"Why'd you take it out on your little brother? Was it because he was there?" the detective asked.
"Yes," Fernandez said.
Fernandez, again using a doll, showed the detective how he shoved Galarriogo into the bookcase. He said the boy was bleeding from the nose and mouth, so he carried him to the bed.
"What was your mom doing when this happened?" the detective asked.
"I don't know," Fernandez said.
"Was she home?" the detective asked.
"No, she was driving, taking my other brother to school. I'm not sure where she was," Fernandez said.
"Does she make you babysit your brothers and sisters a lot?" the detective asked.
"Yes," Fernandez said.
He said after he shoved Galarriogo's head into the shelf two times, the boy didn't move but was breathing.
The detective leaves the room about 58 minutes into the recording, then returns about 12 minutes later. The two review things.
"Did you know what you did was wrong?" she asked.
"Mm, hm," Fernandez said. "I felt bad because then I realized what I'd actually done, because I really wasn't thinking about what I was doing when I pushed him.
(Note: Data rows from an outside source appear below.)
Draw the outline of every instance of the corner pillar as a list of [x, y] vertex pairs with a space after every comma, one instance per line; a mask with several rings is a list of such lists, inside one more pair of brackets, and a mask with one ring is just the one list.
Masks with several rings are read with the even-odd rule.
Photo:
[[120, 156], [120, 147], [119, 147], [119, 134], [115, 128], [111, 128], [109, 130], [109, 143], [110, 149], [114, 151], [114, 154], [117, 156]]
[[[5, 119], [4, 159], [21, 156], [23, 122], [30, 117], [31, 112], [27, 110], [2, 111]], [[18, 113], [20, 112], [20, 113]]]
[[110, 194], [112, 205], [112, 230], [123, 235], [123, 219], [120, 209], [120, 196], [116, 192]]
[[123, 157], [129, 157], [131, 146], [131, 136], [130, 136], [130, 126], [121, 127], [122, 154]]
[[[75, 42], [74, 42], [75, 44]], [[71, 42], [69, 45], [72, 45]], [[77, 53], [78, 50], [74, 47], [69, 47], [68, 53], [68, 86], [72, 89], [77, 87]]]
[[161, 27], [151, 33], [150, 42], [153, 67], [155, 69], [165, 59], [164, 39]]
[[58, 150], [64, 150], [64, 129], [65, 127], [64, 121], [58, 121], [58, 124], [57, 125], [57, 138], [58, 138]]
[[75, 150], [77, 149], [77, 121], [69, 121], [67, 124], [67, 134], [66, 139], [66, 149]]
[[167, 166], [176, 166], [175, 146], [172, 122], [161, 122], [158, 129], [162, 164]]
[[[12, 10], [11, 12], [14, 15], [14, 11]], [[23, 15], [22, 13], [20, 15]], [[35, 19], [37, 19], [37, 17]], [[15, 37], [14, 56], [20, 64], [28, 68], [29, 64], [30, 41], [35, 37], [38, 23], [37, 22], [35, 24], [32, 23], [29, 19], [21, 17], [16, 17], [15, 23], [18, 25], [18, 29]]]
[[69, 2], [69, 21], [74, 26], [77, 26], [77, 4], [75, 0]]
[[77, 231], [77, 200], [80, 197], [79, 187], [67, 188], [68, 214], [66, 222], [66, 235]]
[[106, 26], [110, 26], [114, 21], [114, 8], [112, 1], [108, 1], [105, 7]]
I was just thinking about myself."
He went on to say he was worried about what was going to happen to Galarriogo, that he wasn't worried about himself.
Fernandez asked if his brother didn't wake up, would that mean he won't make it. He asked if the doctors could wake him up. The detective said they couldn’t do that, and she didn't know what was going to happen.
Last year, Judge Mallory Cooper last year granted a defense motion to dismiss the videotaped interview and confession as evidence because police were wrong to interrogate him without another adult present -- that his consent as a 12-year-old was not legally sufficient.
Gene Nichols, a defense attorney not related to the case, says either way, the would likely have ended in a plea agreement.
"There's no question that by the judge tossing this, the judge had determined that this young man did not have the mental ability to understand what his rights were," Nichols said. "Whether or not the statements are consistent, we don't know, and we won't know unless we can ever find out physically what happened in that room."
Fernandez, now 14, will remain jailed until his 19th birthday.